Bad loan ratio steady in Feb.
By Luisa Maria Jacinta C. Jocson, Reporter
THE PHILIPPINE banking industry’s nonperforming loan (NPL) ratio remained steady in February, data from the Bangko Sentral ng Pilipinas (BSP) showed.
Data from the central bank showed that the banking sector’s NPL ratio stood at 3.44% as of end-February, unchanged from end-January.
However, it was higher than the 3.31% ratio in the same period a year ago.
The February ratio was also the highest in nine months or since the 3.46% recorded in May 2023.
The amount of bad loans increased by 13.4% to P466.114 billion as of February from P411.186 billion in the same period a year ago. It also inched up by 1.2% from the P460.76 billion seen as of end-January.
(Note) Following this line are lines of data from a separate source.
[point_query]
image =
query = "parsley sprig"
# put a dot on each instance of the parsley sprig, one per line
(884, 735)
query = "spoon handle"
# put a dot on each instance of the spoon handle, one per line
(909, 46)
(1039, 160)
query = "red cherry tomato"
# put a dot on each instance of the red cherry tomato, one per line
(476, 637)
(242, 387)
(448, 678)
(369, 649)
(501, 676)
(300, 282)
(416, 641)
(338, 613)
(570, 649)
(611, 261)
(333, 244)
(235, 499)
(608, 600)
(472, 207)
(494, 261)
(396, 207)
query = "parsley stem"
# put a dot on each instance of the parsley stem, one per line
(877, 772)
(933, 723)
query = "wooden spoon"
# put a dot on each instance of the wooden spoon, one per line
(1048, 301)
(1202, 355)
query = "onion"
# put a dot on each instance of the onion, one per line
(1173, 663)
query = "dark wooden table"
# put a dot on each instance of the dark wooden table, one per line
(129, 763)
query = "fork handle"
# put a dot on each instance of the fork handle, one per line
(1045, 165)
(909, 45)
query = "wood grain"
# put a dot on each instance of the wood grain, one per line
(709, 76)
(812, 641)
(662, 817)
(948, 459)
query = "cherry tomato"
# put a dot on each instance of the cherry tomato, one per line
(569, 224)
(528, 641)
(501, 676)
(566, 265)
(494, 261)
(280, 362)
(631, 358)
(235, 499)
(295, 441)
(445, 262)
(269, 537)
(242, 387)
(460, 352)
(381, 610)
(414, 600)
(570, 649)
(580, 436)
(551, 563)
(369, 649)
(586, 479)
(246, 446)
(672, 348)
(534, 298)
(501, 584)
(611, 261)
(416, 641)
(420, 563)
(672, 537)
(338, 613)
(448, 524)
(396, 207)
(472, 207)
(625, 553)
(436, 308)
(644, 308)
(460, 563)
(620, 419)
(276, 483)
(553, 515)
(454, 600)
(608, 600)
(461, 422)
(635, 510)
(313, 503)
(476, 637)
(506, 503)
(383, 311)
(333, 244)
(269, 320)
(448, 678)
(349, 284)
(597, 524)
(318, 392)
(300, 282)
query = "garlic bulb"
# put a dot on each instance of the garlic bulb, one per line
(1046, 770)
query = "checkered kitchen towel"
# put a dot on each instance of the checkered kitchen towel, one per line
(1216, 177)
Loans are considered nonperforming once they remain unpaid for at least 90 days after the due date. They are deemed as risk assets given borrowers are unlikely to settle such loans.
Meanwhile, banks’ total loan portfolio increased by 9.1% to P13.54 trillion in February from P12.41 trillion a year ago. Month on month, it inched up by 1.2% from P13.38 trillion in the previous month.
“The existing high interest rate and elevated inflation environment may have contributed to the rise of bad loans year on year,” Ruben Carlo O. Asuncion, chief economist at Union Bank of the Philippines, Inc., said in a Viber message.
“The higher cost of borrowing does put pressure on existing loans and may expose newer loans to higher probability of default due to the prevailing interest rate conditions,” he added.
The BSP has raised borrowing costs by 450 basis points (bps) from May 2022 to October 2023, bringing the benchmark rate to a near 17-year high of 6.5%.
The Monetary Board will hold its next policy review on April 8.
BSP data showed past due loans held by banks stood at P584.227 billion in February, up by 16.4% from P502.112 billion a year ago. This brought the past due ratio to 4.31% from 4.04% a year earlier.
Meanwhile, restructured loans declined by 8.9% to P292.085 billion in February from P320.542 billion a year ago. This was equivalent to 2.16% of total loans, lower than 2.58% a year earlier.
Banks’ loan loss reserves went up by 8.1% to P466.393 billion in February from P431.524 billion in the same period last year. These borrowings made up 3.44% of banks’ portfolios, slipping from 3.48% at end-February 2023.
“For the coming months, possible Fed and local policy rate cuts in the coming months could help reduce borrowing costs,” Rizal Commercial Banking Corp. Chief Economist Michael L. Ricafort said in a Viber message.
“(This) could all somewhat improve the ability to pay of some borrowers, thereby could lead to some improvement in banks’ NPL ratio, going forward,” he added.
BSP Governor Eli M. Remolona, Jr. has said that the central bank may begin cutting rates in its next few meetings.
The BSP is widely expected to begin policy easing when the US Federal Reserve delivers its first rate cut, which is projected to be by midyear.